Enis Batur
D’une bibliothèque l’autre
Tantôt symbole du vertige et de l’angoisse qu’éprouvent les êtres humains face au mystère, à l’infini, tantôt image plus sereine d’un chaos primordial que l’industrie humaine parvient à ordonner, la bibliothèque est au centre de nombreuses œuvres littéraires. Dans la lignée de Borges et d’Alberto Manguel, un auteur moins connu, Enis Batur (le “Doppelgänger” turc de Manguel), a fait paraître un petit ouvrage étonnant sur le caractère labyrinthique de la bibliothèque. Si l’écrivain nous invite à nous y perdre, il insiste aussi sur l’impossibilité ensuite de s’en échapper.
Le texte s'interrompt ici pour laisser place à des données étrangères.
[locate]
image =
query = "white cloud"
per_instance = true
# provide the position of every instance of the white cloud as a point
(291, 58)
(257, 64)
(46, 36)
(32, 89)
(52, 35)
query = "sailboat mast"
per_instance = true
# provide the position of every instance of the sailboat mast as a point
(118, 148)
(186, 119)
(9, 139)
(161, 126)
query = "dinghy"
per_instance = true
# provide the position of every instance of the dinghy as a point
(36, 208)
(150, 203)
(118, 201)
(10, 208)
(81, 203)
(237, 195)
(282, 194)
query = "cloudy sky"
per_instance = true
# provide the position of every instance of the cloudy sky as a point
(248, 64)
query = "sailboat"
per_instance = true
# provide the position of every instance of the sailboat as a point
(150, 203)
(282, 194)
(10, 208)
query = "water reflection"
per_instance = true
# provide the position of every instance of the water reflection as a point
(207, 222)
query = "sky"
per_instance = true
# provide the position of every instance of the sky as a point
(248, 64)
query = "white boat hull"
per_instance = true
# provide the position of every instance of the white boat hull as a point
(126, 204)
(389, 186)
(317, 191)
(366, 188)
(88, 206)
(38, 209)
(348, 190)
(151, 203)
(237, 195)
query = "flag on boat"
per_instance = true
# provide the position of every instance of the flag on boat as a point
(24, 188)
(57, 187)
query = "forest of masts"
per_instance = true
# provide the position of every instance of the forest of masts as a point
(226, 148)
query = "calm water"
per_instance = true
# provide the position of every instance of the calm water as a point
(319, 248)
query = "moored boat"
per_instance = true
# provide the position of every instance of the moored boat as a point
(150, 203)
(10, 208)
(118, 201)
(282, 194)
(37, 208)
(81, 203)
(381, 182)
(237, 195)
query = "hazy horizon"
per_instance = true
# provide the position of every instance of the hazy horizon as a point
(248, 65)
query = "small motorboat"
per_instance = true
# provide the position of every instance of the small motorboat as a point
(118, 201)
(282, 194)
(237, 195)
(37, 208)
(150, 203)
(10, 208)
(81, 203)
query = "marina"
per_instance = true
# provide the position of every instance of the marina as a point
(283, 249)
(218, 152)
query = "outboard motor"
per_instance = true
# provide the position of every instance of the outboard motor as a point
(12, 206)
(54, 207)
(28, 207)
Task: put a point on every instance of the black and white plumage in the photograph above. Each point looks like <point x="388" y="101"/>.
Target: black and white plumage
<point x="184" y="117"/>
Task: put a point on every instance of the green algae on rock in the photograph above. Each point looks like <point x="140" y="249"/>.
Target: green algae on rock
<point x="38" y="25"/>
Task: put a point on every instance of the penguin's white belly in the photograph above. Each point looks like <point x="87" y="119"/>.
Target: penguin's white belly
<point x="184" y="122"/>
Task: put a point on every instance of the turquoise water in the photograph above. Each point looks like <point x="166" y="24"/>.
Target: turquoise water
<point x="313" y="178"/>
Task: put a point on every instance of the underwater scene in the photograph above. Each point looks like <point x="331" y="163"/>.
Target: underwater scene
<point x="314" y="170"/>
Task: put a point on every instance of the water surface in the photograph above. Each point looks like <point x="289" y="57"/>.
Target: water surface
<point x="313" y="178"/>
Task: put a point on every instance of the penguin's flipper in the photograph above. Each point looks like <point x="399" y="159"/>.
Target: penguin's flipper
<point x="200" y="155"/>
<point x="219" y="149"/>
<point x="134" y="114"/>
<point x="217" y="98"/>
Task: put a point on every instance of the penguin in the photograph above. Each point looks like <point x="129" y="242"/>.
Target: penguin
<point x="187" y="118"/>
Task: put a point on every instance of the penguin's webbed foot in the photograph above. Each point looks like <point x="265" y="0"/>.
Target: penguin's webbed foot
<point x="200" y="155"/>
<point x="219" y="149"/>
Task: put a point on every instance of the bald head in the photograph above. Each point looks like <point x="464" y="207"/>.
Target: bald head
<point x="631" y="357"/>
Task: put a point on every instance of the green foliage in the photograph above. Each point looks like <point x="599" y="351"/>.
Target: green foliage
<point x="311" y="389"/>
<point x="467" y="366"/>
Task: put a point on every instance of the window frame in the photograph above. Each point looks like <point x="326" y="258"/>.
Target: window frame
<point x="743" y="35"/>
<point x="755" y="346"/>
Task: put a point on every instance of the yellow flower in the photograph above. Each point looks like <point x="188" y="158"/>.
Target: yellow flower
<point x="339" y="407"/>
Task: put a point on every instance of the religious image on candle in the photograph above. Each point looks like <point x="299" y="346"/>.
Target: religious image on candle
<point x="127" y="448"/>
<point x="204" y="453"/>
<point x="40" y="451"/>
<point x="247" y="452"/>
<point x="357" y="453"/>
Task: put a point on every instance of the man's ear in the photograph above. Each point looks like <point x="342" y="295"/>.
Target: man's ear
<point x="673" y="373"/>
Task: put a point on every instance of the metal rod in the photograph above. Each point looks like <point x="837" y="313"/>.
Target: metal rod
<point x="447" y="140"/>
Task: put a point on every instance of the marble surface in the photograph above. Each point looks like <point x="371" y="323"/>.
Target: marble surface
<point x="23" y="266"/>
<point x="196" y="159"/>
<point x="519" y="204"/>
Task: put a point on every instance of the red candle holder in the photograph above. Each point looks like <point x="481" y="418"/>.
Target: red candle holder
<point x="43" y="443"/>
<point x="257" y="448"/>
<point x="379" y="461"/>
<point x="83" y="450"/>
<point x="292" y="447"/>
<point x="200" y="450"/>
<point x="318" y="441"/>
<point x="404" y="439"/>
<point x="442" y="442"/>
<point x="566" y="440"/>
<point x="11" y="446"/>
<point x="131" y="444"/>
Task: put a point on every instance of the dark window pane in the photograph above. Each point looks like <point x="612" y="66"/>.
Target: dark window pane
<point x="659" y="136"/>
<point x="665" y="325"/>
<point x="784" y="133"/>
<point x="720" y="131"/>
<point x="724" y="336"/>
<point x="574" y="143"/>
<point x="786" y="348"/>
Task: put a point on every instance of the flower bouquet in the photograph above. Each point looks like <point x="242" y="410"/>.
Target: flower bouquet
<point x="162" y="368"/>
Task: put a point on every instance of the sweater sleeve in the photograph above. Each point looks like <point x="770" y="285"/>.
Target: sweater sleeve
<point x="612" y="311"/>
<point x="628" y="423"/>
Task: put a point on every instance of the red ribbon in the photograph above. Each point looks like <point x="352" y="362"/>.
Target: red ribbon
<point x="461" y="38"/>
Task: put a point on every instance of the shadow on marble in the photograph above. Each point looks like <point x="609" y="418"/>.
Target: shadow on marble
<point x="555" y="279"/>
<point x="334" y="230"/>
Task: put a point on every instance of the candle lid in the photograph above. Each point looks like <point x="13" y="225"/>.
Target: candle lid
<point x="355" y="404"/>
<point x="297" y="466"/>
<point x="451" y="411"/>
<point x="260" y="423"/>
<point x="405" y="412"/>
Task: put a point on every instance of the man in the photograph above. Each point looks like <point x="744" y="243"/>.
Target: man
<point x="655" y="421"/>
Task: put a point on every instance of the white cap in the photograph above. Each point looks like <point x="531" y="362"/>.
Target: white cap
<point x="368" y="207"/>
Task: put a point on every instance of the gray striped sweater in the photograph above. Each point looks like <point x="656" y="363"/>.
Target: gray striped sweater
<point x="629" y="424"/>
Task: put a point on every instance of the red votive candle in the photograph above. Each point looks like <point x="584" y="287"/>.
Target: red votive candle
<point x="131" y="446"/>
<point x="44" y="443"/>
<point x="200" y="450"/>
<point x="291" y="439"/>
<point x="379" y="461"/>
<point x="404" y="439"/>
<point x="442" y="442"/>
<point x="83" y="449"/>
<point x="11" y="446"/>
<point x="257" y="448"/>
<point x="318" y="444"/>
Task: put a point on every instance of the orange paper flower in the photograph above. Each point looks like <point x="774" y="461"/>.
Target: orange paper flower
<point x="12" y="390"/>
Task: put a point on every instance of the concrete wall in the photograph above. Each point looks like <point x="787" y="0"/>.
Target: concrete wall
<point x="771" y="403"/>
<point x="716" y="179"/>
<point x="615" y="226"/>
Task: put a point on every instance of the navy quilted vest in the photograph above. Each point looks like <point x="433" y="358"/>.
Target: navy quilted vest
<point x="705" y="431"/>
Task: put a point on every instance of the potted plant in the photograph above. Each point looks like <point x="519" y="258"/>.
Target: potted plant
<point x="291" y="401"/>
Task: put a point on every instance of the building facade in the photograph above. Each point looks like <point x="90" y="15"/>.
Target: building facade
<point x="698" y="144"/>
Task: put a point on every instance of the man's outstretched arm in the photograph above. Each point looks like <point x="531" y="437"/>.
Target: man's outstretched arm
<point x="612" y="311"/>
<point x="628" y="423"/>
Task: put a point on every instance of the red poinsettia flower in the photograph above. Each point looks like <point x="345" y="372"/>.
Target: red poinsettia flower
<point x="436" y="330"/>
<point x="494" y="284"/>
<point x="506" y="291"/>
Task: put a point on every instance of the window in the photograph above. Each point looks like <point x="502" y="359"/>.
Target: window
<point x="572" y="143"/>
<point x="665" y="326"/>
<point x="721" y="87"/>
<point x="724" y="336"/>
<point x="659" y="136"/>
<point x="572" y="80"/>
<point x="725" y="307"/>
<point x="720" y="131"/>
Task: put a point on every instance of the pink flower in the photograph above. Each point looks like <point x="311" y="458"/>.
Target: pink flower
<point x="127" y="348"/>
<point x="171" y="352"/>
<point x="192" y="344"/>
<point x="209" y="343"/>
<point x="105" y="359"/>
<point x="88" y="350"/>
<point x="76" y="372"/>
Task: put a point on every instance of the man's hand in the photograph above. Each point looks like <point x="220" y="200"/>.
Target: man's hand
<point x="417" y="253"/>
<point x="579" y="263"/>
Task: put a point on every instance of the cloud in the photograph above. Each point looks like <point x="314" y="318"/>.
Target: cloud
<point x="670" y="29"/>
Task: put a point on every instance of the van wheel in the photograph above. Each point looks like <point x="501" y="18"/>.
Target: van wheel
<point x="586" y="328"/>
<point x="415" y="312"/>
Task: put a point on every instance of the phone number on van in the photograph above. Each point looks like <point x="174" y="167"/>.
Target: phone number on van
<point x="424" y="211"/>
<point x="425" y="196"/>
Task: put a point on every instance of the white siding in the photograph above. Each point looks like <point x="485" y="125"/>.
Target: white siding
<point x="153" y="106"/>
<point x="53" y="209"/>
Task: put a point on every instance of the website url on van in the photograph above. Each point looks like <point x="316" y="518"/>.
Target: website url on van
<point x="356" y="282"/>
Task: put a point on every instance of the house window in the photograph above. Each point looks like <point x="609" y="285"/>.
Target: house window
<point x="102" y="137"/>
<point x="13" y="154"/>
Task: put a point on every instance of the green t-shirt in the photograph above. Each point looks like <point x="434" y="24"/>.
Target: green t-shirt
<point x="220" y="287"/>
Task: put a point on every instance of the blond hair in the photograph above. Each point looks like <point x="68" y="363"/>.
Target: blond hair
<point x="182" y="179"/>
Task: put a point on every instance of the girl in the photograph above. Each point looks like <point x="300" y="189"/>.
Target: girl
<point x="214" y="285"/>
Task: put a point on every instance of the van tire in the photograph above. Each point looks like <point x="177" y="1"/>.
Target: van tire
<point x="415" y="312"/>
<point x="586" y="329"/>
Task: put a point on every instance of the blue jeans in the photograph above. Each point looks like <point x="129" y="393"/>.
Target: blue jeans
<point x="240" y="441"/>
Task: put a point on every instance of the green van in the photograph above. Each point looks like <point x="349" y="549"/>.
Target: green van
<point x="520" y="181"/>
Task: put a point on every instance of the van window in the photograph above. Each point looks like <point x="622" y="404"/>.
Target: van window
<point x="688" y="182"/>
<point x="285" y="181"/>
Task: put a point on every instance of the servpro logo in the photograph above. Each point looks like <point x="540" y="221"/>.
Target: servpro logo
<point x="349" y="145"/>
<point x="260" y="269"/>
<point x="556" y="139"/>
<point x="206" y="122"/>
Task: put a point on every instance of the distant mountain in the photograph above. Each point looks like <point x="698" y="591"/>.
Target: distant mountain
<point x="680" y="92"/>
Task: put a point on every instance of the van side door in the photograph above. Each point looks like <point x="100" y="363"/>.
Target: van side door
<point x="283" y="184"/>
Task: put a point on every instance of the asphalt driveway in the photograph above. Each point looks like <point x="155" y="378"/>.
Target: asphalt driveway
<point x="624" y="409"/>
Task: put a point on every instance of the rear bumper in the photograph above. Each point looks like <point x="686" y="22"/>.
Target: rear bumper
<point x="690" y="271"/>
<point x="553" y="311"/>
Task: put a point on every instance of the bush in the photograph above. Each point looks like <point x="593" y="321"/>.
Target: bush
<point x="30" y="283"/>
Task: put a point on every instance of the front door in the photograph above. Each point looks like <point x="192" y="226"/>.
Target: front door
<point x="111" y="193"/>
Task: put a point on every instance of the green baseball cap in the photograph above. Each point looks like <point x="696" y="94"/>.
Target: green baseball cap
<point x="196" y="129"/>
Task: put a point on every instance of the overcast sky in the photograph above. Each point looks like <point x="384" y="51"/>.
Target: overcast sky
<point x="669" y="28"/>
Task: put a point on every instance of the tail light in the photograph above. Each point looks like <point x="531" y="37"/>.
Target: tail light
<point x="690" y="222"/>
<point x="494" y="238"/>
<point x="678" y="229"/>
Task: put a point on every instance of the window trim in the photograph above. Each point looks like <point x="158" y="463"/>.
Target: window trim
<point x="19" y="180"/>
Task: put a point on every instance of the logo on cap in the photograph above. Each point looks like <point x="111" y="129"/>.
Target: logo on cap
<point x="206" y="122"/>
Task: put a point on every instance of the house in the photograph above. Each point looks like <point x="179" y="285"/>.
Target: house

Si Dédale le fascine comme Borges, il ne peut s’empêcher de penser à Icare, d’espérer échapper au piège qui l’a pris, de voler un jour hors des murs, hors des livres.« Telle est ma conception de la bibliothèque : elle recèle des projets de voyage dont le nombre recouvrirait et dépasserait la durée limitée de ma vie, fût-elle-même celle de Mathusalem. Cette idée s’ouvre sur un système que déterminent, bien au-delà de moi-même, des volées d’escaliers, certaines jaillies de terre, d’autres plantés dans les profondeurs avec toute la vigueur d’une constante inflation de marches et progressant obstinément de salle en salle, s’ouvrant çà et là sur des passerelles qui autorisent mes allées et venues : c’est un organisme grossissant, grandissant, croissant sans cesse de lui-même, impossible à brider, incontrôlable. Je m’y rendrai seul. Je m’assiérai. Il arrivera que j’y croise des visages connus ; puis, passé un certain stade, j’éprouverai le désir, impossible, de sortir. »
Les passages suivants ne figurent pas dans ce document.